INTERNATIONAL DISTRICT—The Stranger's Sarah Galvin delivers an ode to Vietnamese spot Moonlight Cafe's vegetarian sesame "beef," her favorite among a strong selection of fake meat dishes:
"The dark, juicy pile of 'beef,' with a reddish tint that screams 'eat me' to the core of the reptile brain, is served on a bed of crisp shredded lettuce, green onions, cucumber slices, and steamed broccoli. Mushy broccoli is nauseating, undercooked broccoli forces the jaw to work like a goat's, but somehow this broccoli is always exactly the right texture. Each tender, slightly chewy bite of beef is bedazzled with sesame seeds as visually appealing as the stripes of sauce that zigzag across plates in fancy restaurants."

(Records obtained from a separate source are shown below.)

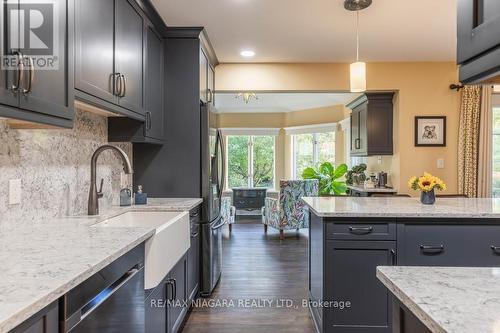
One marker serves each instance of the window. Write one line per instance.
(250, 161)
(495, 188)
(309, 150)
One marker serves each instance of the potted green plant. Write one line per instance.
(329, 177)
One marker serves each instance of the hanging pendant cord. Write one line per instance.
(357, 36)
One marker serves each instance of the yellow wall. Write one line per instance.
(283, 152)
(422, 90)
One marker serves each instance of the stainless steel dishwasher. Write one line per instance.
(111, 301)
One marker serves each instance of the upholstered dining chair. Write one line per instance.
(289, 211)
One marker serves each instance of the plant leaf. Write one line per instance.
(340, 171)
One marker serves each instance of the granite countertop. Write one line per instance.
(451, 299)
(372, 190)
(400, 207)
(42, 262)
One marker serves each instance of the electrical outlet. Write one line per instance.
(14, 191)
(440, 163)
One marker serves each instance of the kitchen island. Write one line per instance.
(444, 299)
(350, 237)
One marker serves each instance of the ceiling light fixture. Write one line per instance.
(358, 68)
(247, 53)
(247, 96)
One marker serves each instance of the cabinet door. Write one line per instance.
(156, 310)
(203, 77)
(48, 75)
(354, 131)
(129, 55)
(94, 48)
(7, 47)
(211, 85)
(193, 258)
(154, 126)
(351, 275)
(177, 309)
(478, 27)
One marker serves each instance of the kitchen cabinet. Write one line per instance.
(109, 56)
(167, 304)
(24, 92)
(372, 124)
(478, 41)
(351, 266)
(344, 254)
(193, 256)
(45, 321)
(152, 129)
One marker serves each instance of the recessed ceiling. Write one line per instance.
(280, 102)
(320, 30)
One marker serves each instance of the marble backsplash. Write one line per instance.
(54, 168)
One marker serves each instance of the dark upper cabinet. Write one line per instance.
(155, 60)
(351, 266)
(109, 56)
(24, 90)
(152, 129)
(94, 48)
(478, 41)
(129, 29)
(372, 124)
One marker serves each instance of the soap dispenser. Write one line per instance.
(140, 197)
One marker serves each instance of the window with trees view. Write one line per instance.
(309, 150)
(250, 161)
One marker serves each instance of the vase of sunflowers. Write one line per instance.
(427, 184)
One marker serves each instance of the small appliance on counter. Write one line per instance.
(140, 197)
(125, 197)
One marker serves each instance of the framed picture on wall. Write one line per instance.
(430, 131)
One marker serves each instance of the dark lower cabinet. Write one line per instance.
(24, 92)
(46, 321)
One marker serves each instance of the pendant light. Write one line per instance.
(358, 68)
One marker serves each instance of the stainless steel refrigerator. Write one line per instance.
(212, 186)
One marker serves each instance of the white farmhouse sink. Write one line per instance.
(164, 249)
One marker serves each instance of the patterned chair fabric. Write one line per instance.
(228, 212)
(290, 212)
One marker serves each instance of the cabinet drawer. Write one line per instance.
(450, 245)
(360, 231)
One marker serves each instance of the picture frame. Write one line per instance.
(430, 131)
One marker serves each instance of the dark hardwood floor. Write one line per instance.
(257, 267)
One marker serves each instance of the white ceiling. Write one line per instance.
(279, 102)
(320, 30)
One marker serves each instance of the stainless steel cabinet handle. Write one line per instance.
(31, 75)
(495, 249)
(432, 249)
(118, 84)
(124, 91)
(20, 70)
(361, 230)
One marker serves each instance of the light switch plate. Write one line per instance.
(440, 163)
(14, 191)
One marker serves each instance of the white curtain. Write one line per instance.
(485, 145)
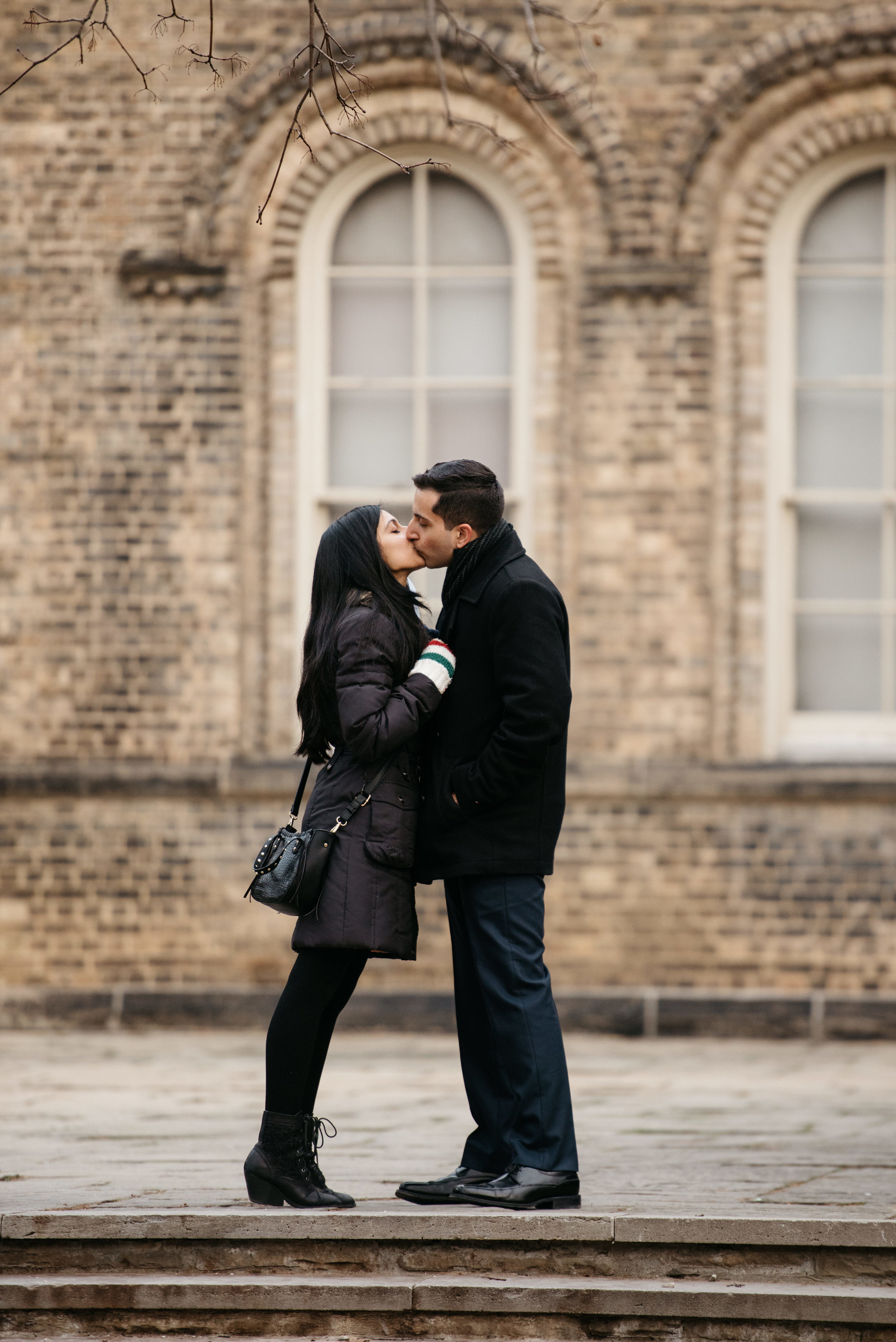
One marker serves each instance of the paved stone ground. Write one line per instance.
(671, 1126)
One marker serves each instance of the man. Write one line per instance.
(491, 810)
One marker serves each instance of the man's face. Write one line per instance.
(428, 533)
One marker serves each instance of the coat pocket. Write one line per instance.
(393, 827)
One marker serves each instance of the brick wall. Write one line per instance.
(148, 488)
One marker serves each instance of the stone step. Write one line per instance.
(443, 1241)
(434, 1305)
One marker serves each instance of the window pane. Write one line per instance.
(839, 439)
(850, 224)
(837, 664)
(372, 328)
(471, 425)
(465, 230)
(378, 230)
(371, 438)
(470, 328)
(839, 552)
(840, 327)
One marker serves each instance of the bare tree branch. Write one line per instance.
(88, 30)
(325, 56)
(235, 61)
(348, 86)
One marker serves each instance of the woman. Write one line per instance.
(369, 681)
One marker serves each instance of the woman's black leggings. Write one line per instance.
(304, 1020)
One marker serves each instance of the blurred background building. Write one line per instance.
(666, 313)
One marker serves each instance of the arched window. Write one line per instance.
(426, 342)
(833, 445)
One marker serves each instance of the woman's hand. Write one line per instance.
(438, 664)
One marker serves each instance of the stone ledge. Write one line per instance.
(403, 1222)
(598, 782)
(706, 1300)
(674, 1012)
(410, 1224)
(778, 1232)
(454, 1294)
(235, 1291)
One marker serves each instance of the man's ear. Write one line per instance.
(463, 536)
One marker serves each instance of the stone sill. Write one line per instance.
(598, 782)
(652, 1012)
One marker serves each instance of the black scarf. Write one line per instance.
(466, 560)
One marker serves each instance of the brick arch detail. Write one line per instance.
(792, 53)
(732, 217)
(556, 190)
(585, 116)
(750, 170)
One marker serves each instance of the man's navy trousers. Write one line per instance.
(511, 1047)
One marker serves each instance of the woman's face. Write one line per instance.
(396, 549)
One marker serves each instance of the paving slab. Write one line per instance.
(161, 1122)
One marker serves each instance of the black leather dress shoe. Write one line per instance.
(441, 1189)
(524, 1187)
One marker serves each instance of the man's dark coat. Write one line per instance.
(498, 740)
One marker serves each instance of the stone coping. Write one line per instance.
(411, 1223)
(647, 1011)
(454, 1294)
(598, 780)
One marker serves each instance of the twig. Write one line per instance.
(348, 87)
(160, 27)
(88, 28)
(235, 61)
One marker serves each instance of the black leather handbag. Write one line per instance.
(291, 866)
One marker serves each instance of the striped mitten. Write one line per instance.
(438, 662)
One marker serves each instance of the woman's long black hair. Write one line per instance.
(349, 564)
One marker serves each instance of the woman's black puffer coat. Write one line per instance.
(368, 894)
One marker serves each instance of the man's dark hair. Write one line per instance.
(469, 492)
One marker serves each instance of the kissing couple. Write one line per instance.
(472, 720)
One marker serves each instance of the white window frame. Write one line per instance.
(314, 496)
(788, 733)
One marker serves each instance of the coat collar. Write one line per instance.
(486, 571)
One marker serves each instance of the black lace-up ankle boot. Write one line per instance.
(316, 1129)
(282, 1165)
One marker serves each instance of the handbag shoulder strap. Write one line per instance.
(364, 797)
(294, 808)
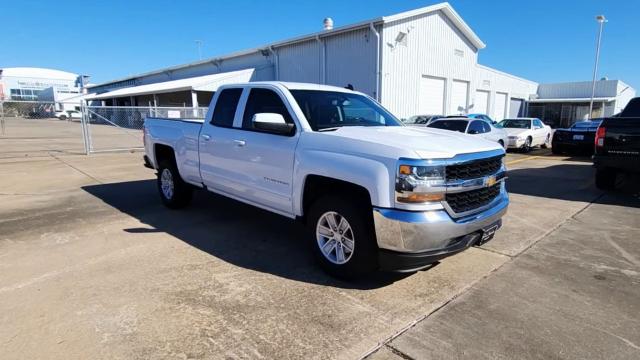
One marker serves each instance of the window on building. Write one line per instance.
(225, 108)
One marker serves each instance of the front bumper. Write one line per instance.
(409, 240)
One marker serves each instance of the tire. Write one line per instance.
(606, 179)
(363, 257)
(546, 142)
(174, 192)
(527, 145)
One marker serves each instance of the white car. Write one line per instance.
(68, 114)
(476, 127)
(374, 193)
(525, 133)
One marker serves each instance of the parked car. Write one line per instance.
(526, 133)
(577, 138)
(68, 114)
(375, 194)
(617, 145)
(484, 117)
(480, 128)
(423, 120)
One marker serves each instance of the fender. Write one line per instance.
(371, 174)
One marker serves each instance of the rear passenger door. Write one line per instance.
(261, 161)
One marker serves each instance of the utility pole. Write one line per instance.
(601, 20)
(199, 43)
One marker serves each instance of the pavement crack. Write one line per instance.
(398, 352)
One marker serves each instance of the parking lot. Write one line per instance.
(93, 266)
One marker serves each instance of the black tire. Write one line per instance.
(364, 257)
(182, 192)
(606, 179)
(527, 145)
(546, 143)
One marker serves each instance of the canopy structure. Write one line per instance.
(209, 83)
(550, 100)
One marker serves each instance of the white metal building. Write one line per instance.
(423, 61)
(560, 104)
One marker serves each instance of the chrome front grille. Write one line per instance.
(462, 202)
(474, 169)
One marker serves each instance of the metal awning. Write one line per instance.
(585, 100)
(199, 83)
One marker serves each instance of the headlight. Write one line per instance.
(420, 184)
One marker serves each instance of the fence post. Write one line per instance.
(2, 116)
(83, 122)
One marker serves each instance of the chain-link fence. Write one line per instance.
(116, 128)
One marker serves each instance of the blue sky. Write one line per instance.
(544, 41)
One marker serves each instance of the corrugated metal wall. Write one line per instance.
(300, 62)
(494, 82)
(351, 60)
(432, 47)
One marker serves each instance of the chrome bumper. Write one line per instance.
(413, 232)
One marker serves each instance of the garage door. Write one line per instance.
(499, 106)
(481, 105)
(431, 96)
(516, 108)
(459, 99)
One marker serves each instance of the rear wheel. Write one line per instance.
(343, 239)
(606, 179)
(174, 192)
(527, 145)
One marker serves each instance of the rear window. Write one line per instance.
(453, 125)
(225, 109)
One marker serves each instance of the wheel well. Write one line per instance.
(164, 153)
(315, 186)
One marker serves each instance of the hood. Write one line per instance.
(515, 131)
(427, 143)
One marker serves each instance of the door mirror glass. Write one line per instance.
(271, 122)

PIONEER SQUARE—In a positive review of Nirmal's for Seattle Weekly (which also includes a refreshingly clear and contrite correction in the sidebar), Nicole Sprinkle is impressed by everything from the food to the service to the "sparse sophistication" of the setting:
"It's the dedication to the integrity of the protein and the vegetables that really stands out here. Too often we accept from Indian restaurants tasteless ingredients masked behind rich, copious gravies, often indistinguishable from one another despite different nomenclature. The ghosht ke panje, from the tandoor section of the menu, was another great example of this. A rack of lamb marinated in rum, Kashmiri chili, and nutmeg was so succulent and lamb-forward, yet all its spices came forth with ringing clarity."